According to the ASIC adviser register, Christopher Ramsay was licensed by Westpac Administration from October 2010 until March 2015, before joining GWM Adviser Services in April 2015, where he stayed until May 2017.
During this time, ASIC said Mr Ramsay “failed in his obligations” when providing advice to clients to switch their superannuation and insurance products.
“In some cases he failed to make appropriate inquiries to assess whether the clients’ existing products met the clients’ needs. In other cases, ASIC found that Mr Ramsay provided misleading information to support his recommendations for clients to switch products,” the regulator said.
Examples of this “misleading information” included fee comparison tables in advice documents that implied the new fund was cheaper when it was not (or when Mr Ramsay was not comparing similar fee structures), and documents that falsely claimed a clients’ insurance did not provide income protection cover.
“As a consequence of Mr Ramsay’s failings, ASIC found that clients paid substantially more for some products than they had previously paid and had understood they would pay,” ASIC said.




But was he a degree qualified in the last 10 years ??? thats all that matters apparently !
No actually. There is no degree on the FAR for this person.
Despite the fee you pay the FAR is limited to what the dealer group puts on it and faces a word limit also. It cannot be used to accuarately determine the education levels of Financial Planners.
Inclusion of Qualifications and training courses on the FAR is mandatory. Only 5 qualifications can be put on the Register, this person has 3 – so plenty of room.
If super is switched to a BT product the plan fee and a % based implementation fee (up to 3%) is charged directly from product. If existing is retained there is no implementation fee and the plan fee has to be paid for directly by the client.
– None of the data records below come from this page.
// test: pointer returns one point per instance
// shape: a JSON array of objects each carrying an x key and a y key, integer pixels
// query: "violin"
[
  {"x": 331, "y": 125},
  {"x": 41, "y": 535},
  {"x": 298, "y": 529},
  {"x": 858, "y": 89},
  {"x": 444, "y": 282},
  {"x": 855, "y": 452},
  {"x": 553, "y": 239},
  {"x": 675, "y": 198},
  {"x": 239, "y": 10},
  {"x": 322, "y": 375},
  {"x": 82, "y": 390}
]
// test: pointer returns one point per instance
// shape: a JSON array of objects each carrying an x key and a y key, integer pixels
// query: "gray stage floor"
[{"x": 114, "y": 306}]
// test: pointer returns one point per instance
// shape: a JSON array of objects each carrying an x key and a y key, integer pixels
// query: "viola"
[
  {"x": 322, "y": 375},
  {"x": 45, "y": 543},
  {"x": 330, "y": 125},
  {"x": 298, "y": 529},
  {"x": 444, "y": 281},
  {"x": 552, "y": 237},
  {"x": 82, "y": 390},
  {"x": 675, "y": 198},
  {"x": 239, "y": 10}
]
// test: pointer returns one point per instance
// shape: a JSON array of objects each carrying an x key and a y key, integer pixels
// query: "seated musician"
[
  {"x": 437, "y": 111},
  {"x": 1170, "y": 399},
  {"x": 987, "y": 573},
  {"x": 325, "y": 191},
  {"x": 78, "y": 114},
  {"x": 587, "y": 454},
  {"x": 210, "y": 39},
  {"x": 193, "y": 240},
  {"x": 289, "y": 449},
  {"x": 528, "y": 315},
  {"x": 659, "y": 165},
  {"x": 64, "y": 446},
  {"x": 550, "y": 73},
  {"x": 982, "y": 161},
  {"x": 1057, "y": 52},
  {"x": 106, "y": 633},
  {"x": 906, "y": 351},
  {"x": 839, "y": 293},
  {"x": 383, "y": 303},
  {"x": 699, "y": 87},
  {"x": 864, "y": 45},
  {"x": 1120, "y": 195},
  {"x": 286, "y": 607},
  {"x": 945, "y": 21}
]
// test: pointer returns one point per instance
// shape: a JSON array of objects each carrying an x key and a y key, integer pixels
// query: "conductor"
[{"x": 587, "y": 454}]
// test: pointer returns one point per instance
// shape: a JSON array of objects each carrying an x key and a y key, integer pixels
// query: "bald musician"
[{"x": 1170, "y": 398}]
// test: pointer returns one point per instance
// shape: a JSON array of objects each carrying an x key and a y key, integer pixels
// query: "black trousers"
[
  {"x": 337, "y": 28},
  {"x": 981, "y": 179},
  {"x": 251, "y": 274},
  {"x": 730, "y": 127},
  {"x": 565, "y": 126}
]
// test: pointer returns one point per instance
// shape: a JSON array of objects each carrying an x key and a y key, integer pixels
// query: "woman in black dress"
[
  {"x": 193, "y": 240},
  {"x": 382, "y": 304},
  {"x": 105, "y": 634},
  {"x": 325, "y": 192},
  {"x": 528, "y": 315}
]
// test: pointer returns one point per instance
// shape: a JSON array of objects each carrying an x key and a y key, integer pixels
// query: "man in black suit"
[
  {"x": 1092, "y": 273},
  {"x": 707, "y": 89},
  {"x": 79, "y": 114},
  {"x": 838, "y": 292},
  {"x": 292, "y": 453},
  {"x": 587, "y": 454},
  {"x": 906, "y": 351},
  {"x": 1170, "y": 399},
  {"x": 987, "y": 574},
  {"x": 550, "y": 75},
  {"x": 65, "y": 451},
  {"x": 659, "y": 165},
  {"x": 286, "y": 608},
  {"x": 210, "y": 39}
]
Guaranteed they were CEJ… as if a bank ‘adviser’ would ever be allowed to use anything but.
Perhaps ASIC needs to focus its sights on the way the bank aligned advisers are remunerated though? 99% on up front sales, no consideration to actual ongoing real planning or service.
Easy (and obviously all too common) for said bank Jonnys to do anything to push more product as their evil overlords dictate.
Too true. When you’re only measured on increasing new FUM business year on year, not even the net flow, then its all too easy for these guys to find themselves desperate positions.
Regarding these super switches, I have to wonder, in an environment where there might be pressure to use the House product, whether that pressure played a part in this outcome. Maybe Jane with her PhD and the management groups at both banks (who get paid incentives yet remain unaffected by this and other ASIC banning orders) can tell us if the super switches concerned here were TO House product?